I’ve always remembered a particular shampoo commercial that we studied in one of my college classes. The screen keeps filling up with more and more people’s faces and the voiceover artist says, “And they’ll tell two friends. And they’ll tell two friends. And so on and so on.”
Every Pitch is Important
I remember this whenever I’m pitching companies. I think, “Even if I don’t get this contract, perhaps they’ll tell their colleagues about me. Or maybe they’ll keep me in mind the next time a project comes up.” Either way, I know that I’m not just pitching the people in that room. In a very real way, I’m pitching everyone they know.
Real Life Pitch
A recent experience reminded me of this lesson. Two companies pitched their services to a board that I serve on.
The first company’s presentation was scattered at best. The presenters were “creative” types, who do great work, but their laptop wasn’t compatible with the projector system. We waited 10-15 minutes for them to troubleshoot with one of our laptops. Not only did they not have a backup plan, but it soon became clear that they didn’t really have a game plan either. They were just “winging it.” And while they ad libbed well about their work and their creative process, they didn’t field questions very well.

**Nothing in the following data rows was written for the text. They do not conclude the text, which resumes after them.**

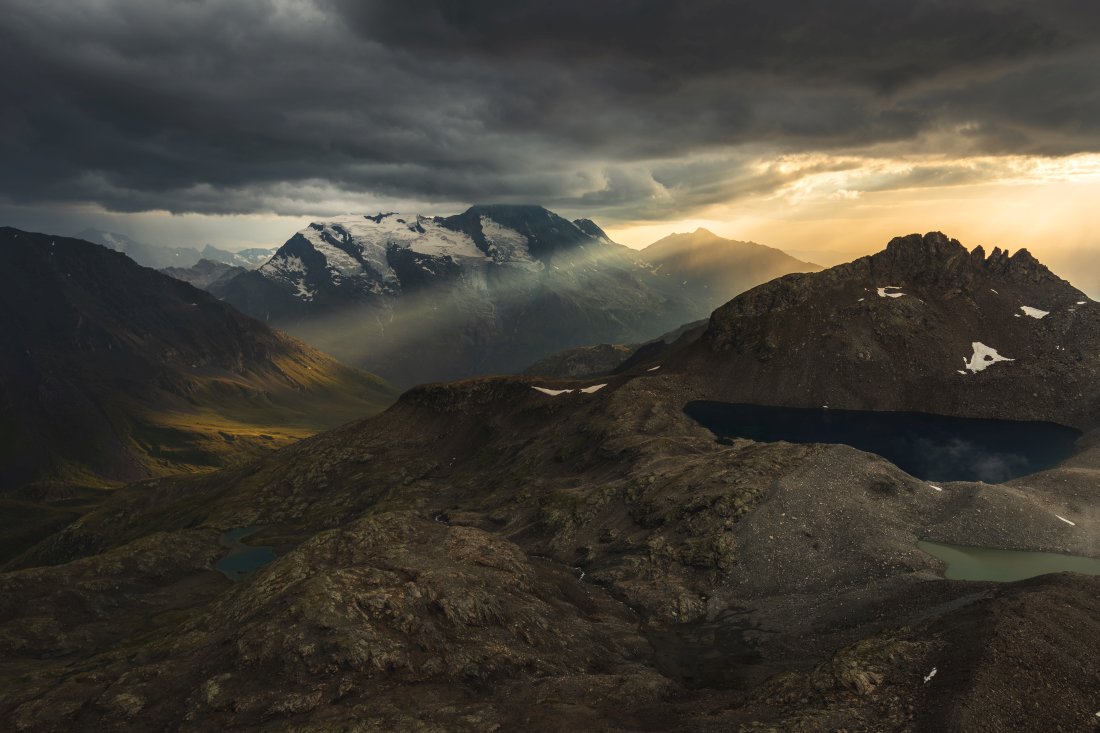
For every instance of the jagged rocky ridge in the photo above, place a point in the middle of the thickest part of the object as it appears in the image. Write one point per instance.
(922, 326)
(487, 556)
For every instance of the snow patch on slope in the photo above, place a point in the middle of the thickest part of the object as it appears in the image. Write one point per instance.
(983, 357)
(1034, 313)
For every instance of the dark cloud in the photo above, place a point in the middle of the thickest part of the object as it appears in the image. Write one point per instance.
(622, 109)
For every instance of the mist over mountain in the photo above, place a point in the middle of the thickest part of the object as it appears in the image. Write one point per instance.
(717, 269)
(209, 275)
(487, 548)
(160, 258)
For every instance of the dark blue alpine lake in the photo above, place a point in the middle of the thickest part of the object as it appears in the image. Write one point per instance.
(930, 447)
(242, 560)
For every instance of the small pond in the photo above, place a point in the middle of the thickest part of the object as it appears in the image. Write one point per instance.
(928, 447)
(1004, 566)
(242, 560)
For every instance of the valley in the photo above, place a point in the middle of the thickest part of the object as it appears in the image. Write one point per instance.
(547, 554)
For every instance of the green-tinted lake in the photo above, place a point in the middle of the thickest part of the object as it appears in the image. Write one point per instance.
(1003, 566)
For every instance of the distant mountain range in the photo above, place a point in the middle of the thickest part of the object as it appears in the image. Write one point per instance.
(114, 372)
(924, 325)
(717, 269)
(209, 275)
(160, 258)
(531, 554)
(492, 290)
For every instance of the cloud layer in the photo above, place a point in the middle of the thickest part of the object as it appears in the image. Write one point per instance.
(622, 110)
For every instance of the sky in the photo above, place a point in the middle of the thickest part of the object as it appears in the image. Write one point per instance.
(822, 127)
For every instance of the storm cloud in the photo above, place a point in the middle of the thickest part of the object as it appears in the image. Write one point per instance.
(617, 109)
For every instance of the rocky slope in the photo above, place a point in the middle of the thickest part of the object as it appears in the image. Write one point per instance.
(531, 554)
(924, 325)
(488, 291)
(116, 372)
(717, 269)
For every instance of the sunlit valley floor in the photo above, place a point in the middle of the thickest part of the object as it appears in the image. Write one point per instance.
(224, 528)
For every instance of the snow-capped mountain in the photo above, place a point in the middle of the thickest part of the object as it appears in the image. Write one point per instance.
(924, 325)
(487, 291)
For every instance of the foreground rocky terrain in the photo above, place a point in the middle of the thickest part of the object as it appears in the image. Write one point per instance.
(531, 554)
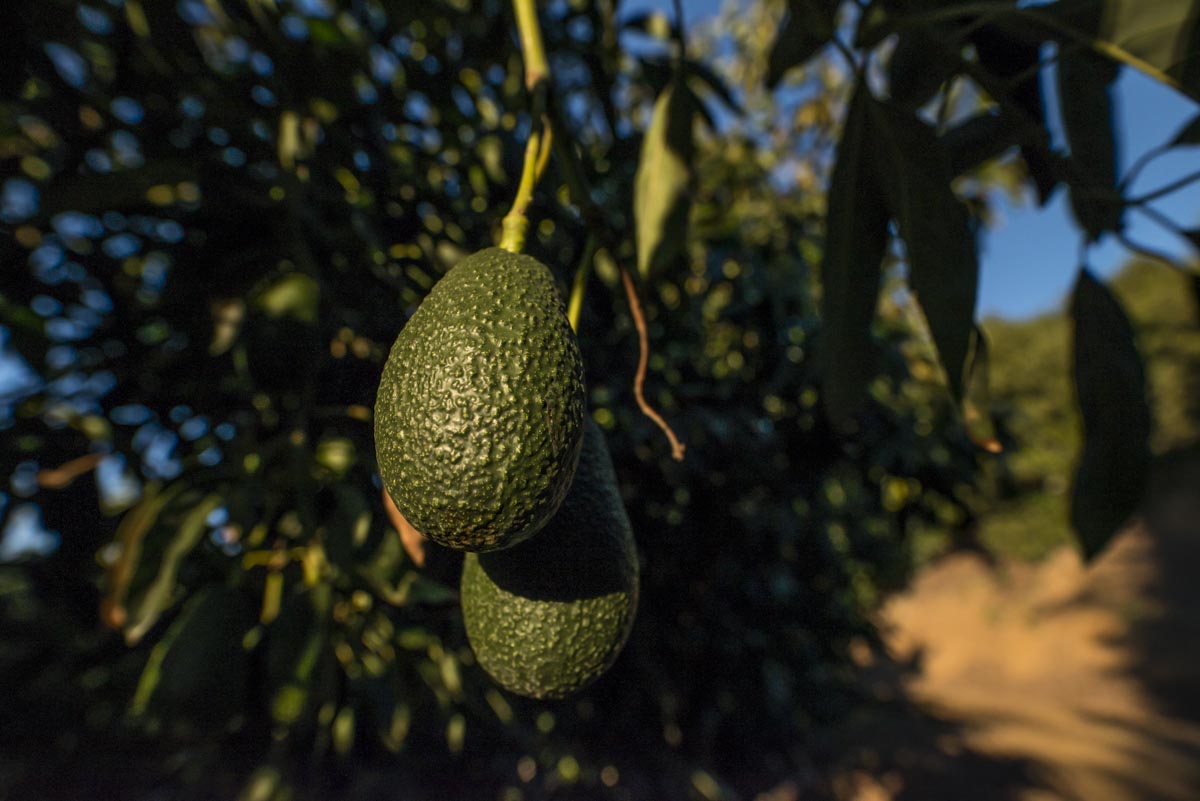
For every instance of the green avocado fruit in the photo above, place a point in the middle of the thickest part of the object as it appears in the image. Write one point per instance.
(549, 616)
(479, 416)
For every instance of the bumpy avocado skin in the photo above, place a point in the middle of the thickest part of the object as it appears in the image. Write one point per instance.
(550, 615)
(479, 416)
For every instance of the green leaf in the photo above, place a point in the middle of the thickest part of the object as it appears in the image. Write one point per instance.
(807, 29)
(292, 295)
(1084, 83)
(1189, 134)
(714, 83)
(979, 139)
(297, 652)
(856, 240)
(921, 64)
(1110, 385)
(943, 266)
(664, 180)
(199, 667)
(1012, 55)
(977, 395)
(161, 592)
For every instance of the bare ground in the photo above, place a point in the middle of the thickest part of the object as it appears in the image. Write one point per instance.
(1042, 682)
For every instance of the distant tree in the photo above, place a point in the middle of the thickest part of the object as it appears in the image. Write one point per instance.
(217, 215)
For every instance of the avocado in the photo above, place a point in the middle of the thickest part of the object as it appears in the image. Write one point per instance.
(479, 416)
(549, 616)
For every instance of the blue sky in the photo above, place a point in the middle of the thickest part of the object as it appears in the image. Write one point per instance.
(1031, 257)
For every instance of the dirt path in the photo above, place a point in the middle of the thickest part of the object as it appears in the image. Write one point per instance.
(1049, 681)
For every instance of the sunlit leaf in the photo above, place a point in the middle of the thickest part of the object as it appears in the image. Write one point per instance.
(856, 239)
(1110, 385)
(943, 267)
(663, 186)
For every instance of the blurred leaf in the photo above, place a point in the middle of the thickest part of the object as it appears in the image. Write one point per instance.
(856, 239)
(129, 540)
(664, 180)
(1009, 53)
(714, 83)
(295, 650)
(199, 667)
(412, 540)
(160, 594)
(977, 396)
(294, 295)
(1110, 385)
(943, 267)
(1084, 83)
(1189, 134)
(807, 29)
(1162, 34)
(120, 190)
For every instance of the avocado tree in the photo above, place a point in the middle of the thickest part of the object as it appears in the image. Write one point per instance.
(217, 216)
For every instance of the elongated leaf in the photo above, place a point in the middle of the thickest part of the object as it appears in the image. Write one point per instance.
(856, 239)
(1011, 53)
(921, 64)
(943, 266)
(1110, 384)
(807, 29)
(199, 667)
(977, 396)
(145, 609)
(664, 180)
(979, 138)
(1084, 83)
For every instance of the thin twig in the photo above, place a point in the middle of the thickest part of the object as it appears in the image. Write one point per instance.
(1150, 253)
(681, 36)
(1163, 191)
(643, 344)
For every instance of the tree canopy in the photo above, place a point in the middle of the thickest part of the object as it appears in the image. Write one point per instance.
(219, 214)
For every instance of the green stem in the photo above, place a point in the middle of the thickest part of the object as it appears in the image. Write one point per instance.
(533, 49)
(537, 73)
(580, 285)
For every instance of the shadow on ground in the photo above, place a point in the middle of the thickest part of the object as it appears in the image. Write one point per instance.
(1043, 682)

The second company was more organized, but they delivered a “canned” presentation. It was clearly their “fill in the blank” presentation with a couple of minor tweaks. Three out of the four people presenting were reading off of the slides. Two of them never made eye contact with anyone in the room. One person– a founder of the company– was “phoning” it in. He looked like he’d much rather be somewhere else. To add insult to injury– he got the name of the organization wrong, even though it was written on the slide he was reading. (No, he didn’t correct himself.)
When the presentations were over, I thought, “Even if you didn’t really want this group’s business, wouldn’t you have put forth more effort?” Every person on that board knows people. They will all tell people about those companies and their lack of preparation and effort. Similarly, a good presentation would have earned each company a ton of goodwill and possible referrals.
Instead they both did a lackluster job. And I can assure you that I’ve already told two friends, who will tell two friends… and so on and so on..
Repeat after me: Every Pitch Is Important!